A proposal by the Coalition of Greater Minnesota Cities would tax non-essential personal care services and digital music downloads to raise an additional $60 million in state revenue.

If adopted, the bill also would freeze Gov. Tim Pawlenty's "unallotment" of cities' 2010 Local Government Aid and Market Value Credit funds and keep that funding at 2009 levels.

"We believe these cuts will be so devastating in the long run that we have to stop them," said Tim Flaherty, the executive director of the CGMC, in a press conference by telephone Friday morning.

The bill would expand Minnesota's sales tax to include facials, manicures, tattoos and body piercings. It would not include haircuts.

Repeated cuts to LGA have had cities scrambling in recent years to cover lost dollars.

Cloquet Mayor Bruce Ahlgren said cities have been cutting staff and reducing essential services.

"Something needs to be done to make sure our communities stay strong," he said.

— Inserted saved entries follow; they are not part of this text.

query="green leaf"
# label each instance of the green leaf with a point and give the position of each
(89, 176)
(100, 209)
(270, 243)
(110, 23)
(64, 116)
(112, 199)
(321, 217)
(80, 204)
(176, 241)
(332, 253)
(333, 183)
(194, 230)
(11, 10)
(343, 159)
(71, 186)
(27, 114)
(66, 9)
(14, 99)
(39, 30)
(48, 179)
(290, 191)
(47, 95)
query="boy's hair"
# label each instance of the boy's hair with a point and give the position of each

The Coalition noted that LGA comprises 2.9 percent of the state's budget but has been asked to cover up to 16 percent of Pawlenty's 2010 budget plan, not including the delay in funding to school districts.

"I do endorse this because I know the governor has asked for additional ideas as to how to balance the budget," Ahlgren said.

Flaherty acknowledge Pawlenty's opposition to tax increases, saying that Republicans are not in favor of new revenue sources and the DFL is advocating for new income or property tax increases.

He said he hopes this bill could be a compromise.

"This is a starting point for the discussion," he said.

The CGMC, he said, will be working in the next 2-3 weeks to obtain bi-partnership support for the bill, which has been authored by Sen. Rod Skoe, DFL-Clearbrook, in the Senate and Rep. Dave Olin, DFL-Thief River Falls, in the House of Representatives.

If legislators are opposed to the bill, Flaherty said, the Coalition will simply ask them what they are willing to support.

"I can't believe people aren't going to think this is better and less of an impact on economic recovery than all these layoffs and service cuts and property tax increases," he said.